Every month one of the world’s leading thinkers presents an essay on a topical issue. A panel of distinguished experts responds, each offering their case before challenging and refining the arguments in an ongoing conversation. Readers are then encouraged to join the dialogue, their contributions pulled together into an easily accessible forum to create a distinct media product.
In the latest installment, “The Private Digital Economy,” scholars explore the concept of money, tackling in particular the question of how private digital money works — and doesn’t. In his lead essay, Jim Harper, director of information policy studies at the Cato Institute, reviews the traits that allow a given class of items to be used for exchange. What exactly is it that makes money convenient?

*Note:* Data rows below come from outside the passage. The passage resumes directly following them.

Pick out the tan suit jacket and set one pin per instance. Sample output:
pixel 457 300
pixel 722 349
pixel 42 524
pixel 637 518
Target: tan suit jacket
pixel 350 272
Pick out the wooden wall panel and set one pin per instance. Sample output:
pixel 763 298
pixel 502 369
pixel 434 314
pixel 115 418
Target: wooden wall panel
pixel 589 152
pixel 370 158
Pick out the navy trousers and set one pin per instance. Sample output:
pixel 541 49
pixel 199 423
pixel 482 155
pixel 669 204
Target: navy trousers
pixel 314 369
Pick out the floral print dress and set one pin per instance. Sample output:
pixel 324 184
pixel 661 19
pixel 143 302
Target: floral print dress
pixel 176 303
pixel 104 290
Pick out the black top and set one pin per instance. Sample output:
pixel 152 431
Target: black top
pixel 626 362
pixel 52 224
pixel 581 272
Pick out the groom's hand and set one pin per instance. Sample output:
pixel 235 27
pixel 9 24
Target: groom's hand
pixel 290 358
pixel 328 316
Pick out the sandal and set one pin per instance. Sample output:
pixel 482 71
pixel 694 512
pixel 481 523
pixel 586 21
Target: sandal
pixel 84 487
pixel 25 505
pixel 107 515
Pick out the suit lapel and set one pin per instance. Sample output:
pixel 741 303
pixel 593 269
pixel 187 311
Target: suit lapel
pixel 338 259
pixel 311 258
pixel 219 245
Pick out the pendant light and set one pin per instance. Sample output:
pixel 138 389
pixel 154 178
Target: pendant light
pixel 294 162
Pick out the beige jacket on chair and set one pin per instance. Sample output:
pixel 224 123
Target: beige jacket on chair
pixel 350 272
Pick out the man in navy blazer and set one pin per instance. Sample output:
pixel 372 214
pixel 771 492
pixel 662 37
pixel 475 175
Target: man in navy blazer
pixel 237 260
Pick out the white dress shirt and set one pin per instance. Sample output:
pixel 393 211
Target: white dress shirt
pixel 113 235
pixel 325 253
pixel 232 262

According to Harper, money’s basic value is as “a universal lubricant for trade,” and as such the greatly increased use of online “cryptocurrencies” seems inevitable, he argues. “The open question is whether the government and financial services sector will try to hold digital currencies at bay, or whether they will willingly embrace all the benefits of a new era in money,” he concludes.
The experts responding to Harper are Dan Kaminsky, a network security researcher who has advised several Fortune 500 companies; Jerry Brito, a senior research fellow at the Mercatus Center and director of its Technology Policy Program; and Chuck Moulton, associate director of the Center for Financial Privacy and Human Rights.
Over the years, Cato Unbound has featured a lineup of prominent contributors, including James M. Buchanan, the Nobel laureate and founder of the public‐choice school of political economy; Richard H. Thaler, professor of economics and behavioral science at the University of Chicago; and James R. Flynn, a pioneer in the study of IQ. These monthly conversations have received attention from publications like the New York Times, the Washington Post, and The Economist.
An idea can be bound between covers, bound by convention, or bound for the dustbin of history. The ideas of Cato Unbound, we hope, are none of the above.